Avrupa dinine mutaassıp olduğu zaman medenî değildi; taassubu terk etti, medenîleşti.(8)

Hakikat-ı İslâmiye bütün siyasâtın fevkindedir. Bütün siyasetler ona hizmetkâr olabilir. Hiçbir siyasetin haddi değil ki, islâmiyeti kendine alet etsin.(9)

İnşallah istikbaldeki İslâmiyetin kuvvetiyle medeniyetin mehasini galebe edecek, sulh-u umumiyi de temin edecek.(10)

Rızık, hayattan sonra nimetlerin en büyük bir hazinesi ve şükür ve hamdin en zengin menbaı, ubûdiyet ve duâ ve ricaların en cemiyetli bir madenidir.(11)

Rızık, hayat kadar kudret nazarında ehemmiyetlidir. Kudret çıkarıyor; kader giydiriyor, inayet besliyor.(12)

Arkadaş! Dünya ve âhiretteki lezzet ve nimetlere, îman ile bakılırsa, bunlarda bir hareket-i devriye görülür ki; emsaller birbirini takip eder, biri gider, yerine onun misli gelir.

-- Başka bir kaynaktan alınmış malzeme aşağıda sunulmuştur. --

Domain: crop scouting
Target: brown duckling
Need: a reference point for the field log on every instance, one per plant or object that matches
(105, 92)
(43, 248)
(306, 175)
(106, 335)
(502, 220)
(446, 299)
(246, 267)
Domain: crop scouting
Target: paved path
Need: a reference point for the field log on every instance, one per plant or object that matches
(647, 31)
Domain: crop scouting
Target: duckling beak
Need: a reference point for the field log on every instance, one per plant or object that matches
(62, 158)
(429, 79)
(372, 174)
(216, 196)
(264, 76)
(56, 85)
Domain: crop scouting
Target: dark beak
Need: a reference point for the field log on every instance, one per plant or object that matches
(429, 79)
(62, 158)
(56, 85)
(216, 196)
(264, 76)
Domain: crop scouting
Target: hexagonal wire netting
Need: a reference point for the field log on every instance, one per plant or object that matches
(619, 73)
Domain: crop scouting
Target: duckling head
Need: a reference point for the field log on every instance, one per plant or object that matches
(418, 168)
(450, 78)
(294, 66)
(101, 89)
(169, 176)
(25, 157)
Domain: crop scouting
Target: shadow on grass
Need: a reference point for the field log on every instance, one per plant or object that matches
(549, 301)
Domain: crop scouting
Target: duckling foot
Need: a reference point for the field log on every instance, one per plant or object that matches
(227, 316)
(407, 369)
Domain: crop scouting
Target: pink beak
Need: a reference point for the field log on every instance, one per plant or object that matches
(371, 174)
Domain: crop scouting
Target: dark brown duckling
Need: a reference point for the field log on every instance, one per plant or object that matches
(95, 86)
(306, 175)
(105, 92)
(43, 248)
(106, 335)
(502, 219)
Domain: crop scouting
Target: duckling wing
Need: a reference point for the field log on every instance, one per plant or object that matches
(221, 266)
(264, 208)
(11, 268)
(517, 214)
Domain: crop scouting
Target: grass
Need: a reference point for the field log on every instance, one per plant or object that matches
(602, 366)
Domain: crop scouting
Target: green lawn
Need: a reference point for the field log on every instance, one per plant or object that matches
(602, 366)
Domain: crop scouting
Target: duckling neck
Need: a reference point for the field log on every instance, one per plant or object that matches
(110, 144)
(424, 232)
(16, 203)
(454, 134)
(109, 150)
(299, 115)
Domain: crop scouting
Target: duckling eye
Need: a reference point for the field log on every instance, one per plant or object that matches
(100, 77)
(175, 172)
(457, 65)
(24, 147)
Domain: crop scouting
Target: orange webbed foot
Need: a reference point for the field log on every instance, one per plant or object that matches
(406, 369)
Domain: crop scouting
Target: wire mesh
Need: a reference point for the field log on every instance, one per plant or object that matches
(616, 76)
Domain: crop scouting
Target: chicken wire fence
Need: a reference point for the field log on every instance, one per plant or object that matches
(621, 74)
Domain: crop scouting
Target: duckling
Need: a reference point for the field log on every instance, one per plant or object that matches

Bu sayede o nimetlerin mahiyeti sönmez…(13)

Hasenat ve seyyiatın müvazenesi kemiyete bakmaz, keyfiyete bakar. Bazı olur, birtek hasene bin seyyiâta tereccüh eder, affettirir.(14)

Muhabbet, uhuvvet, sevmek İslâmiyetin mizacıdır, rabıtasıdır.(15)

Allah’ın zerre muhabbeti kâinata bedel olabilir.(16)

Nefsini beğenen ve nefsine itimad eden, bedbahttır. Nefsinin ayıbını gören bahtiyardır.(17)

Îman hem nurdur, hem kuvvettir. Evet, hakikî îmanı elde eden adam kâinata meydan okuyabilir.(18)

Risâle-i Nur’un gıda ve taam hükmündeki hakikatlerinden hem akıl, hem kalb, hem ruh, hem nefis, hem his hisselerini alabilir. Yoksa yalnız akıl cüz’î bir hisse alır, ötekiler gıdasız kalabilir.(19)

(Risâle-i Nur) Sünnet-i Peygamberî dairesinde bütün on iki büyük tarikatın hülasası olan ve tariklerin en büyük dairesidir.(20)

A’mâl-i kalbînin şemsi, îmandır.(21)

Halık-ı Zülcelâlin husûsî iltifatını îma eden en gizli bir işarete, yüz can olsa fedâ edilse ve yüzbin sene ömür var ise, o yolda sarf edilse yine ucuzdur.(22)

İki cihanın ve iki hayatın medar-ı saadeti yalnız îmandır.(23)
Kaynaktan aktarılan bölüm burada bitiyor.